Saturday, November 12, 2011

The World is Not Made for Perfectionists.

            Today I had a mini melt down. I was planning on replacing the board thing you put over light switches, and I was planning on doing it much on my very own, thank you, without help from dad or mom. I had a very Rosie-the-riveter mentality, except in my head I replaced the "We" with "I".
So, I screwed the first little screw in. Easy as a Sunday morning. Then I tried the second. Much to my horror, the SWITCH was crooked. Ugh! I tried moving it but it didn't budge. Because of this stupid crooked switch, the screw wouldn't screw in right. This made me highly annoyed, and I tried forcing it in. Finally, I lifted my white flag, put down my screw driver and called to dad. He couldn't get it in either and, get this, said to just leave that screw out.

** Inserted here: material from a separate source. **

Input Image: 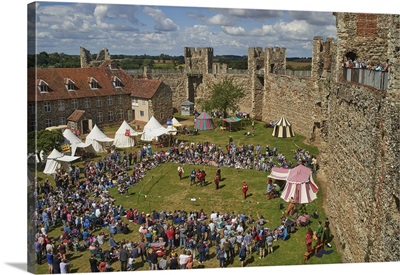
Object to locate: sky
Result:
[29,2,336,57]
[0,0,400,275]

LEAVE THAT SCREW OUT. That was probably the stupid-est idea I had ever heard. Hello, Tacky! Oh my. It had to look perfect, and not only that, it had to be perfect. This got me thinking. Am I a perfectionist? I took an online quiz. It said I am. I took a long look at myself. I thought I was, too. But the thing is, is that I don't want to be a perfectionist. Nope. Nope. Nope. In fact, this is what I think about perfection:
  • You can never make anything perfect.
  • Perfectionist = control. control. control. 
  • Perfection = stress.
  • The most beautiful things on this earth aren't perfect. Actually, the most beautiful things are the things that accept their imperfections, and don't make beauty their goal. And in my opinion, it's those things, or places, or people that appear imperfectly flawless. If that makes any sense. 
  • However, God wants us to be perfect with him. We can't make ourselves perfect. nu-uh. Not gonna happen. But through God, we can become perfect. 
  • (Psalms 18:32 It is God that gives me with strength, and makes my way perfect.)
  •  So going with that, why try hard to make things, including yourself perfect? Allow God to work through you. Let Him conduct the symphony. 
So there. No more perfect. No more straight lines and ironed-crisp shirts. No more perfect goals, perfect thoughts, perfect looks, perfect style, perfect body, perfect words, perfect anything done by me.


I think I'll go work on my quilt now.